Limited correspondence covers the years 1942 to 1970 and includes a description of the results of a hit by a medium calibre shell on turret four of the USS HELENA in November 1942, notification of Luehman attaining Patrol Plane Commander status (1953) and captain's rank (1959), notification of course completions (1960s), and commendation letters (1960, 1970).
The collection contains three flight logs (March 1943 - December 1948; January 1949 - January 1960; March 1960 - July 1969) which contain information on flight clothing issued, flight destinations, aircraft models used, flight time spans, the purpose of the flights (combat, training, or service), and the conditions of the flights (night or day, visual or by instrument). During World War II log records indicate that Luehman flew missions in the Pacific over Midway, Enewitok, Bonin Islands, Okinawa, Saipan, Guam, Western Korea, Tinian, Shanghai, the China Coast, and Ford Island as well as a long both coasts of the United States and the Caribbean. The logs also indicate that in August 1944 he was attached to Bombing Squadron 118. Although no specific battles are mentioned, briefremarks concerning combat missions do mention fights with "zekes" (February 1945) and searching for sunken ship debris and oil slicks and laying mines (July 1945). Post-war information found in the logs relates such events as circling a typhoon during a weather flight (August 1945) and searching for a nose cone in the Pacific (May 1958). Between 1960 and 1961 the flight logs document his involvement in search and rescue missions in the Caribbean. After October 1963 few flights are recorded.
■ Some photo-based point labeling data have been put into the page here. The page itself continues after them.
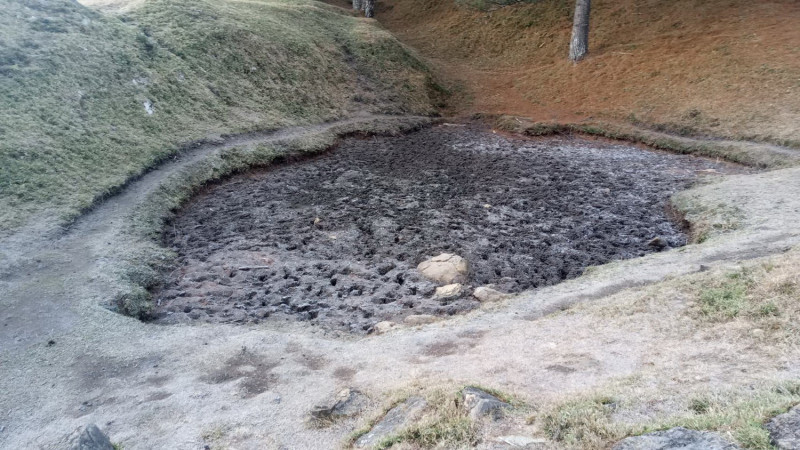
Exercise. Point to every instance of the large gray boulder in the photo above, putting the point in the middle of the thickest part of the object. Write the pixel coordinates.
(784, 430)
(676, 438)
(93, 439)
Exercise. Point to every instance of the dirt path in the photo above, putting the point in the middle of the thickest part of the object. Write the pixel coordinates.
(67, 361)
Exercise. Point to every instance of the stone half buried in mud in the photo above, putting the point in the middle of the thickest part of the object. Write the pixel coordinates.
(489, 294)
(347, 403)
(446, 268)
(480, 403)
(398, 418)
(676, 438)
(449, 291)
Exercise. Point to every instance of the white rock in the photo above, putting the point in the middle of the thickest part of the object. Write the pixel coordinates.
(420, 319)
(487, 294)
(383, 327)
(448, 291)
(446, 268)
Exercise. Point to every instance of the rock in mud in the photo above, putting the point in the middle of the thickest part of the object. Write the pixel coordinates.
(784, 430)
(517, 441)
(479, 403)
(93, 439)
(446, 268)
(383, 327)
(489, 294)
(347, 403)
(420, 319)
(658, 243)
(676, 438)
(449, 291)
(395, 420)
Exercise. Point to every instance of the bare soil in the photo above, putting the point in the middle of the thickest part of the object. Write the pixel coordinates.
(725, 69)
(335, 240)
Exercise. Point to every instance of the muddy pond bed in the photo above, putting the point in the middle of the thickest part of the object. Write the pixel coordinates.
(335, 240)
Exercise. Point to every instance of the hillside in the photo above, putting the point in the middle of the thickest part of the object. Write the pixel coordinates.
(91, 99)
(719, 68)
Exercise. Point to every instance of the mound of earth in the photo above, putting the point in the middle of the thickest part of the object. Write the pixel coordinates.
(336, 240)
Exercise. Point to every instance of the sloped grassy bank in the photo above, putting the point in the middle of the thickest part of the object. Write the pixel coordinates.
(90, 101)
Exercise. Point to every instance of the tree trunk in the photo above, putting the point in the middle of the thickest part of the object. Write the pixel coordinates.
(579, 44)
(369, 8)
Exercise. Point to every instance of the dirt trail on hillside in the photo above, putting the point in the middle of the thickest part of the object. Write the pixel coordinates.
(68, 361)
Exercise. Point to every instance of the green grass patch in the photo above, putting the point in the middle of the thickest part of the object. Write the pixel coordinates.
(92, 100)
(588, 422)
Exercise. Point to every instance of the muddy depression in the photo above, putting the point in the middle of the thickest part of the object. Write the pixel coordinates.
(336, 240)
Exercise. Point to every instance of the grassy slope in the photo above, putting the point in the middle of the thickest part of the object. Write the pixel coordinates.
(74, 83)
(719, 67)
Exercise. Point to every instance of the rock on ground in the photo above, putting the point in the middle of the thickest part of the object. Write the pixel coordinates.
(420, 319)
(446, 268)
(395, 420)
(384, 327)
(676, 438)
(480, 403)
(489, 294)
(93, 439)
(449, 291)
(347, 403)
(784, 430)
(518, 441)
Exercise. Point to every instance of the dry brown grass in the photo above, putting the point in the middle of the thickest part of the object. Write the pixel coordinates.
(725, 68)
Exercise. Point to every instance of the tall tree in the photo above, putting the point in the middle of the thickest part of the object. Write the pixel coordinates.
(369, 8)
(579, 44)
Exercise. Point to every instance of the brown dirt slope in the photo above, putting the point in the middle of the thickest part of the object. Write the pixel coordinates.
(720, 67)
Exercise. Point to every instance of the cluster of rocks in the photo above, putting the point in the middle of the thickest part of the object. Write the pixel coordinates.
(450, 271)
(476, 403)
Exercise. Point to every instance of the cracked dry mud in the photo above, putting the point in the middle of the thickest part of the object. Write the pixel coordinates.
(335, 240)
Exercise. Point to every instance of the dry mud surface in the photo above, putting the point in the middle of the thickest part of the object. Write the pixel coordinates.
(335, 240)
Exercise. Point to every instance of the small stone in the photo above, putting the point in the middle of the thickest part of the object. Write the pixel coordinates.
(488, 294)
(446, 268)
(93, 439)
(658, 243)
(480, 403)
(520, 441)
(347, 403)
(448, 291)
(385, 268)
(395, 420)
(676, 438)
(383, 327)
(784, 430)
(420, 319)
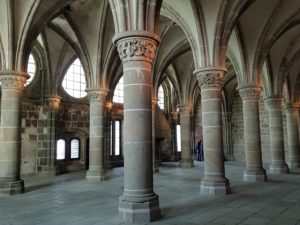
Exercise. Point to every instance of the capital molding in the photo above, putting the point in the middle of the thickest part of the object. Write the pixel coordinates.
(185, 108)
(273, 102)
(13, 79)
(97, 94)
(136, 46)
(250, 92)
(54, 101)
(210, 77)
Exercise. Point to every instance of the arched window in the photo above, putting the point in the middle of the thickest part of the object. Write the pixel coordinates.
(60, 149)
(75, 148)
(74, 81)
(178, 138)
(117, 138)
(31, 69)
(119, 92)
(161, 97)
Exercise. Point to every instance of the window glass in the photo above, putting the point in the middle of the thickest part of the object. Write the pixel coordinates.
(60, 149)
(74, 149)
(178, 138)
(74, 81)
(119, 92)
(117, 138)
(161, 97)
(31, 69)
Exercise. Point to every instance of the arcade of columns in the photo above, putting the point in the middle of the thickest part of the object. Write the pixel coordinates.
(137, 49)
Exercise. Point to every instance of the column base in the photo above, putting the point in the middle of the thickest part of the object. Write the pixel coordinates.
(11, 187)
(186, 163)
(279, 169)
(139, 212)
(294, 164)
(218, 187)
(255, 176)
(96, 176)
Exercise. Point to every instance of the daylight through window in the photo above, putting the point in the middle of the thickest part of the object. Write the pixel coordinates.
(74, 81)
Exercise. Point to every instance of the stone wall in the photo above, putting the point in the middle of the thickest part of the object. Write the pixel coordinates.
(73, 118)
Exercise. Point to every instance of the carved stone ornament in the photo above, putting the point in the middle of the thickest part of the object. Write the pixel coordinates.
(210, 80)
(136, 48)
(13, 80)
(273, 102)
(97, 94)
(250, 93)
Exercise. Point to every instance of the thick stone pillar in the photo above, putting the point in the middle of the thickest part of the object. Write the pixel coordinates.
(278, 165)
(293, 135)
(228, 136)
(138, 203)
(174, 116)
(154, 150)
(254, 168)
(96, 172)
(185, 126)
(47, 155)
(214, 181)
(108, 136)
(12, 85)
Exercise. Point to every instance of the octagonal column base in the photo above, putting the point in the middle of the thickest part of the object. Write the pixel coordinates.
(11, 187)
(139, 212)
(218, 187)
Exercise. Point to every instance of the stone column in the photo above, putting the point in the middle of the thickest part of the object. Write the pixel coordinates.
(278, 165)
(47, 163)
(96, 172)
(293, 135)
(185, 126)
(12, 85)
(228, 136)
(174, 116)
(254, 168)
(108, 136)
(214, 181)
(154, 150)
(138, 203)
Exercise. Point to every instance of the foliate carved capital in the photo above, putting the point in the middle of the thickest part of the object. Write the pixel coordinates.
(211, 77)
(290, 108)
(273, 102)
(54, 101)
(13, 80)
(227, 115)
(136, 49)
(97, 94)
(185, 108)
(250, 93)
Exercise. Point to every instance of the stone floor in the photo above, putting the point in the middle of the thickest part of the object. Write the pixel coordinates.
(69, 200)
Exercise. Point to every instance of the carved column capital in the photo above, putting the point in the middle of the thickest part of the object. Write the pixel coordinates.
(13, 79)
(97, 94)
(54, 101)
(136, 48)
(250, 92)
(185, 108)
(289, 107)
(273, 102)
(210, 77)
(227, 115)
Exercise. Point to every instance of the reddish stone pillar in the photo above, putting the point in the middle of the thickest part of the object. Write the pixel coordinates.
(254, 168)
(293, 135)
(12, 86)
(214, 181)
(96, 172)
(186, 134)
(138, 203)
(278, 165)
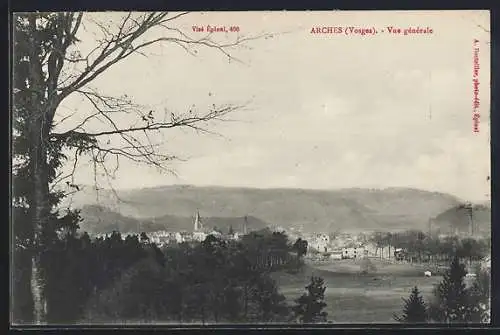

Miscellaneous items include certificates, a biographical sketch, two passports, and a holder containing his flight certificates. One passport is a displomatic passport issued when he went to the USSR as a Naval Attache (1963) and the other passport documents trips to Arab countries in the 1970s.
Photographs in the collection are of Luehman, the USS HELENA and the damage to turret IV, Luehman's B-24 crew and the B-24 after a crash landing on Midway, the American fleet at Okinawa, a W-2 reconnaisance plane in flight, and various diplomatic activities in Trinidad.
For further information, see OH 129.